ほどよく柔らかく、かつしなやかなそれは枕としては程よい高さで、まあ悪くないかな、と感想を抱いたヴィルフリートだったが、エステルの様子を窺おうと上を向いて……直ぐに横向きになる。
「ヴィル?」
「いえ、何でも。絶対屈まないで下さいね」
「は、はあ……そうです?」
本人はさっぱり理解はしていないようだったが、一瞬鼻頭がぶつかりそうになったそれの存在にヴィルフリートは一瞬息がつまった。
とても大真面目に「なるほど、男が喜ぶ訳だ」と内心で唸ってから、そっちは見まいとエステルに背を向ける形で頭を固定する。
確かに、とても良いものだとは思う。
柔らかくて、温かくて、おまけにエステルのいい香りがする。何というか、母性を感じると言えば良いのだろうか。
エステルもこの体勢が気に入ったのか、ヴィルフリートの髪を指で梳き、指の腹でそっと撫でていく。これがなんとも心地よくて、体から力が抜けた。
「どうですか? 癒されます?」
「……お恥ずかしながら、……まあ、かなり」
「良かった。私もヴィルの髪を触る事が出来て楽しいです」
普段は触られる側なので、声音だけしか分からないがどうやら非常に楽しそうだ。
するする、とエステルの細い指が髪の間を縫っていく度に、微睡みにも近いぬくい心地好さがふわりふわりとヴィルフリートの体を包んでいく。
丁寧な手付きで髪を触られると、なんというか眠気が本当に襲ってくるのだ。基本人前で寝られないヴィルフリートだが、すっかりエステルを内側に入れてしまっているので、睡魔も遠慮がない。
妙な心地好さと温もりと、甘いにおい。
高鳴っていた心臓はゆっくりと落ち着いていき、寧ろ平静よりもゆっくりとした鼓動になっていく。
重くなってきた瞼に抗いきれず、瞳を覆い隠せばエステルの優しい指先がどんどんと眠りの沼に押しやっていた。
ああだめだ、と理性は分かっていたのに、その誘惑には耐えきれず――ヴィルフリートは、そのまま心地好い睡魔に身を委ねた。

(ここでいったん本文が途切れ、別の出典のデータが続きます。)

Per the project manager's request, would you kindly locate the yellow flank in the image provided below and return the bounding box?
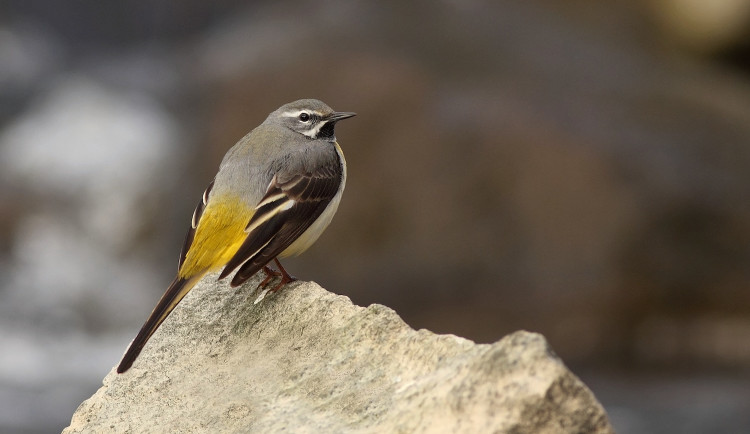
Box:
[178,195,255,279]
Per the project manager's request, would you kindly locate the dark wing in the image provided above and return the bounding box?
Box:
[219,159,342,286]
[177,181,214,271]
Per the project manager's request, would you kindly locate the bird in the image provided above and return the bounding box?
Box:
[117,99,356,374]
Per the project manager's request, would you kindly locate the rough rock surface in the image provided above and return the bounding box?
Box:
[63,278,613,434]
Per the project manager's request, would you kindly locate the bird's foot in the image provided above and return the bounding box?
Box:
[258,258,297,292]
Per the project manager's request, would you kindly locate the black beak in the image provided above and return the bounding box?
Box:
[328,112,357,122]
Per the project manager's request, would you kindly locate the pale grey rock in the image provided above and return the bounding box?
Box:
[63,276,613,434]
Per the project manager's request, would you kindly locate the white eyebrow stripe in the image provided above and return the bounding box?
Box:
[302,122,328,139]
[281,110,323,118]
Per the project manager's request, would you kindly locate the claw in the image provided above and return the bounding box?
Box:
[256,258,297,294]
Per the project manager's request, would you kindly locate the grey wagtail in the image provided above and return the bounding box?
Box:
[117,99,355,373]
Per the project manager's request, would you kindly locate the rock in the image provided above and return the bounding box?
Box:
[63,276,613,434]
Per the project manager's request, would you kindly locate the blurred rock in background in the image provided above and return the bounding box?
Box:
[0,0,750,433]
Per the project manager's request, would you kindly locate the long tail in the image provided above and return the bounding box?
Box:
[117,276,201,374]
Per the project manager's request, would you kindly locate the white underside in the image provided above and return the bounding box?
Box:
[279,143,346,258]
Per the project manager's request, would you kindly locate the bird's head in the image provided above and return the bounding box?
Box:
[266,99,356,141]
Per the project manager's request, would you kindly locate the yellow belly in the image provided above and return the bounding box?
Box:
[178,196,254,278]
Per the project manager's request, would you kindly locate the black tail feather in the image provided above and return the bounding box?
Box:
[117,276,200,374]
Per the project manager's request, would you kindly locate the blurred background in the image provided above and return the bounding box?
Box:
[0,0,750,434]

起きたら、いつの間にかエステルまでソファの肘置きにもたれて寝ていた。
しょぼしょぼと閉じたがる瞼を強引にこじ開けて飛び起きたヴィルフリートは、反射的に時計を見る。針は、深夜一時を指していた。
(嘘だろ、まさかそのまま寝るとか……エステルも起こそうとしなかったみたいだし……!)
くぅ、くぅ、と安らかな寝顔を見せるエステルは、ちょっとやそっとでは起きそうにもないくらいに寝ている。おそらく結構前に眠りについた筈だ。

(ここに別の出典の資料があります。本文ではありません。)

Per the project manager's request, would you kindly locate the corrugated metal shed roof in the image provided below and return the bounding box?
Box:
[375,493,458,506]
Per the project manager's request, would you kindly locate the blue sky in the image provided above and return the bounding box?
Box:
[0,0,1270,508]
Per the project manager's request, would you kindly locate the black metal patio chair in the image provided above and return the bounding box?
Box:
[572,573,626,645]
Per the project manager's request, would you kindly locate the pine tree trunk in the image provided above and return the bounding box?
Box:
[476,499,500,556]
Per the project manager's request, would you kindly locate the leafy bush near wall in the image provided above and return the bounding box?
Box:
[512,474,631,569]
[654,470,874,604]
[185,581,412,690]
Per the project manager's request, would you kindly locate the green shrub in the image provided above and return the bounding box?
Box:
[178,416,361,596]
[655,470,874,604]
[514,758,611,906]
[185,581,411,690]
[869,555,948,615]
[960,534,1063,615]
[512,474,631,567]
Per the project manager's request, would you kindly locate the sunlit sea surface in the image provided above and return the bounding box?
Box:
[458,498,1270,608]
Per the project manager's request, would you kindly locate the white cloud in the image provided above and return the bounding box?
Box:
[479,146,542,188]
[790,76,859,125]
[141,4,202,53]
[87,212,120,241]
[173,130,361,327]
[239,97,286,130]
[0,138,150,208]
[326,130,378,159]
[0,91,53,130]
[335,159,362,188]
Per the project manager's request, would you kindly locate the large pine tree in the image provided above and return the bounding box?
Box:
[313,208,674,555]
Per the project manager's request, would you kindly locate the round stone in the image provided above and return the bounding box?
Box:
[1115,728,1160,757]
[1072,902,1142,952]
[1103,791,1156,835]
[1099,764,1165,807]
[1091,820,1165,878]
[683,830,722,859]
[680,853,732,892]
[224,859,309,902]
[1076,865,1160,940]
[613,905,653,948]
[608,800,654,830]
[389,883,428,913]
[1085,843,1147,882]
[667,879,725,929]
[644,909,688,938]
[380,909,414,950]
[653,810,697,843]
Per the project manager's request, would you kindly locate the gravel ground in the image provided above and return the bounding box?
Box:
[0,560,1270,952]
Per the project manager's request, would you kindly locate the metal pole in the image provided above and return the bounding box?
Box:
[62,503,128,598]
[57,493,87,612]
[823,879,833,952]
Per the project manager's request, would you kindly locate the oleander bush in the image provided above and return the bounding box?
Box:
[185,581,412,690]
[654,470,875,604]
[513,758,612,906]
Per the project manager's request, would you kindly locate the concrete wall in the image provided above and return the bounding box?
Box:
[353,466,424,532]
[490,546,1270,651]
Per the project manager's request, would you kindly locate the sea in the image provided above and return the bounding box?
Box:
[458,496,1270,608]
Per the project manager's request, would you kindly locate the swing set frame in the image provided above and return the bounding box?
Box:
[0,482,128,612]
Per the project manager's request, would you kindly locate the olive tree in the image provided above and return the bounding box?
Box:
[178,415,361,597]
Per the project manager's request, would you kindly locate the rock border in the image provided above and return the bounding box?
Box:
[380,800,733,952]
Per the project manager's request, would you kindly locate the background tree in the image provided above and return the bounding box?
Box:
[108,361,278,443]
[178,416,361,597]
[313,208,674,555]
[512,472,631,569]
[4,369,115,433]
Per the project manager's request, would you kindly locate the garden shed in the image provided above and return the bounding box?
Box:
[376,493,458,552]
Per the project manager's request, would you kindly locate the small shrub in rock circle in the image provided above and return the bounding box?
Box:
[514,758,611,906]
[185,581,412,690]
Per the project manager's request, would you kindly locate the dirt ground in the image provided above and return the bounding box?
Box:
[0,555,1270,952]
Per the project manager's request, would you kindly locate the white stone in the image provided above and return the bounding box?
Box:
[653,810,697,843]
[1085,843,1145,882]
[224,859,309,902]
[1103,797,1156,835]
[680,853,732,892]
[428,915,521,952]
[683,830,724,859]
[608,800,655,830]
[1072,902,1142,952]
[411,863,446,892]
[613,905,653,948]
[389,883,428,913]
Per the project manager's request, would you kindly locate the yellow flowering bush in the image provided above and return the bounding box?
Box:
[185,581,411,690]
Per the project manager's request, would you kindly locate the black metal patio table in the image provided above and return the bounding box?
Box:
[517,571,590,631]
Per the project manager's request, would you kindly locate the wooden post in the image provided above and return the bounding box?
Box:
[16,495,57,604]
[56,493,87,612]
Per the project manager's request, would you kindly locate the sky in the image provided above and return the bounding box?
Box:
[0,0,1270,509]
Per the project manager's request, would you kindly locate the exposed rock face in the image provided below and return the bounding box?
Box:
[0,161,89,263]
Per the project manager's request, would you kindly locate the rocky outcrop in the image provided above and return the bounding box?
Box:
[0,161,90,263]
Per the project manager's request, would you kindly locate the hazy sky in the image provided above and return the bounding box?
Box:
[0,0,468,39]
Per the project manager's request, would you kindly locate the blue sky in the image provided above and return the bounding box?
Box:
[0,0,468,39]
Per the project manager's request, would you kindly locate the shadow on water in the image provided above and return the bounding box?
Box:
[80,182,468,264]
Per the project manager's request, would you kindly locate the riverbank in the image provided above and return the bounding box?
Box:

起こしてくれれば良かったのに、と思う反面、ヴィルフリートがあまりにも無防備に寝ていたので起こせなかったのだろうとも分かる。
思い切り爆睡していた自分に恥じ入りつつ、どうしたものかとエステルの寝顔をまじまじと見つめる。
相変わらず、整った美貌をしている。
惚れた欲目もあるのだろうが、それ抜きにしてもエステルはかなりの美少女の分類に位置しているだろう。好きだからこそ、余計に可愛く見えるので、なんというか見ているといたずらをしてしまいたくなる。
流石に何かするのは気が引けるので、ここは素直に寝かせておくべきだろう、と起こさないように気を付けながら膝裏に手を回して抱え、ベッドに運ぶ。

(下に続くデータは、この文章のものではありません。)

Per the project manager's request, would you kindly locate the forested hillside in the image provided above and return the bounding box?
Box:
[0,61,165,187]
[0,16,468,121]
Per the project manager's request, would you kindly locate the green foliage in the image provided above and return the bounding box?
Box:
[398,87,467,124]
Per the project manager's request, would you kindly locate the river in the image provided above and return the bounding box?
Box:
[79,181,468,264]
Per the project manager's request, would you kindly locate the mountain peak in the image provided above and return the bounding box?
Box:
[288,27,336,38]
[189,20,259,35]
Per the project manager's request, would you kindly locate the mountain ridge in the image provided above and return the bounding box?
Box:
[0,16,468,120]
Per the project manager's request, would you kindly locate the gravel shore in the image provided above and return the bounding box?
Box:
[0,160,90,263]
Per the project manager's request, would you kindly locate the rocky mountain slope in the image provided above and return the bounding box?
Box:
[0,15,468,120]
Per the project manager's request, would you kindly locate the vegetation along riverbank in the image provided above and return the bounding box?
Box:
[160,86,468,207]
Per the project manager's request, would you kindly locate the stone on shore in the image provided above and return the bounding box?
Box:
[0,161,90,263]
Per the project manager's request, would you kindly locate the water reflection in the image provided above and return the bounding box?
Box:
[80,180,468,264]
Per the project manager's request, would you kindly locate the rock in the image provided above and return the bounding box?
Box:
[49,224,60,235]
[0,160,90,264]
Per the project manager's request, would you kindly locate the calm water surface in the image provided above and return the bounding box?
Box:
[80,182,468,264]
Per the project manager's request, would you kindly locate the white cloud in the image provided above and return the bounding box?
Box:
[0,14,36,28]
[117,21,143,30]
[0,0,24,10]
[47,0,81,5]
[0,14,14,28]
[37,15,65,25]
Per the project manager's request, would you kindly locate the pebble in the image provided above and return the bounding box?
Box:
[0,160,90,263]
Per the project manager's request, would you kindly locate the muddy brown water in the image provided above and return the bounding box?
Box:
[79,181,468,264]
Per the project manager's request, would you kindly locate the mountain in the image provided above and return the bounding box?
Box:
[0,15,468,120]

やましい思いは一切ない……とは言わないものの、何かする気もない。
一応恋人ではあるので、お泊まりも、本来エステルの立場を考えればよろしくないのだが、何があろうと責任は取るつもりなのでギリギリ許容した。というかこのあどけない寝顔を台無しにするのがしのびなかった。
「……俺だから何もしないんですよ、エステル」
エステルに聞こえないように本当に小さな声で呟き軽く額に口づけて、ヴィルフリートもその隣に横になった。